Fork me on GitHub
#babashka
<
2020-10-20
>
yubrshen01:10:53

I'd like to use babashka to process a file line by line reading from standard input, but I could not produce the processed lines on the standard output. I've simplified my code to the following to figure out the problem: (ns convert.drop-bart-and-uppercase) (defn clean-location [x] x) (defn clean [lines] (->> lines (map clean-location)) ) (clean *in*) and use the following to execute: cat samples.dat | bb -i -o -f ../convert/src/convert/drop_bart_and_uppercase.clj and here is the sample.dat: Time=Thu Oct 1 15:27:15 PDT 2020, Value=75.7, Location=L16-tempmon.xxx.yyy, Device_Type=tempSensor, Value_Type=Temperature Time=Thu Oct 1 15:28:12 PDT 2020, Value=91.4, Location=a40-tc-ups, Device_Type=UPS, Value_Type=Temperature to my understanding, I'd expect it outputs the identical two lines of the content.

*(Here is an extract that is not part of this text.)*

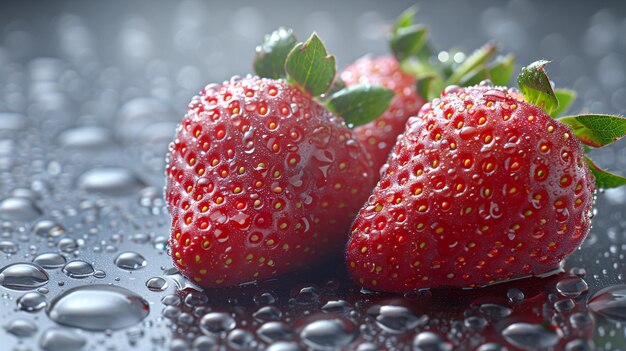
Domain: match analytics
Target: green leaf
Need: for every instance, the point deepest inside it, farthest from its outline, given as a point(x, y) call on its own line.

But I see nothing. Please help me to figure out my problem. Thanks! ------------ I found the following command works as expected: < samples.dat bb -io '(load-file "/home/yshen/data/temperature-data-archive/convert/src/convert/drop_bart_and_uppercase.clj") (convert.drop-bart-and-uppercase/clean *input*)' but I find it too clumsy to load the file and then call the function

borkdude06:10:52

@yubrshen In the first piece of code you use *in* (not *input*) which is not a seq of lines, but just the stdin stream from Clojure.

yubrshen13:10:57

@borkdude thanks! I wish that I could use *input, how?*

yubrshen14:10:34

I would like to learn what is the idiomatic way to process every line of string with Babashka?

borkdude14:10:29

@yubrshen You can use *input* but this is honestly more for one-liners on the command line. For scripts you might want to use:

$ ls | bb -e "(first (line-seq (io/reader *in*)))"
"CHANGELOG.md"

borkdude14:10:30

io/reader is coming from

yubrshen14:10:57

Thanks. use/input is perfect for my need.

yubrshen17:10:38

Finally, this is what works for my need.

yubrshen17:10:31

< samples.dat bb -i -o '(->> *input* (map (fn [line] (clojure.string/replace-first line #"Location=([^.,]+)[^,]+" #(str "Location=" (clojure.string/upper-case (last %1)))))))' I can use user/**input** inside of my script file to access the stdin as list of lines, but I have not figured out how to output lines to stdout inside my script. The above one-liner works, but it's getting hard to maintain. Is there such equivalent mechanism to let babashka to help to output lines to stdout from a script?

yubrshen17:10:19

I can improve the readability but not keeping in the ecosystem of Clojure:

yubrshen17:10:42

#!/usr/bin/env bash < $1 bb -i -o '(->> *input* (map (fn [line] (clojure.string/replace-first line #"Location=([^.,]+)[^,]+" #(str "Location=" (clojure.string/upper-case (last %1)))))))'

yubrshen17:10:41

Is there any better approach, keeping my code mostly in Clojure development environment?

borkdude18:10:45

Without babashka in/output flags:

(ns my-script
  (:require [ :as io]
            [clojure.string :as str]))

(defn lines []
  (line-seq (io/reader *in*)))

(->> (lines)
     (map
      (fn [line]
        (str/replace-first line #"Location=([^.,]+)[^,]+"
                           #(str "Location=" (str/upper-case (last %1))))))
     (run! println))

borkdude18:10:54

This also works with Clojure on the JVM

yubrshen19:10:59

Yes, exactly, this is what I'm looking for to learn to have the script to run both with Clojure and Babashka. Thanks a million!

yubrshen04:10:26

@borkdude Thank you again for your help! I have been looking for the idiom to use Babashka to perform sed like streaming editing with Clojure sophistication and simpleness. Finally, I think learned the following:

(ns convert.swap-time
  (:require [ :as io]
            ))

(defn sweep
  "Sweep every line from stdio by the function,
  and output to stdout line by line."
  [f]
  (->> (line-seq (io/reader *in*))
       (map f)
       (run! println)))

(defn move_time_front [line]
  (clojure.string/replace-first
   line
   #"^(.+, )(Time=[^,]+, )(.+)$"
   "$2$1$3"
   ))

(sweep move_time_front)

borkdude09:10:15

How's this for passing options to the nifty $ macro?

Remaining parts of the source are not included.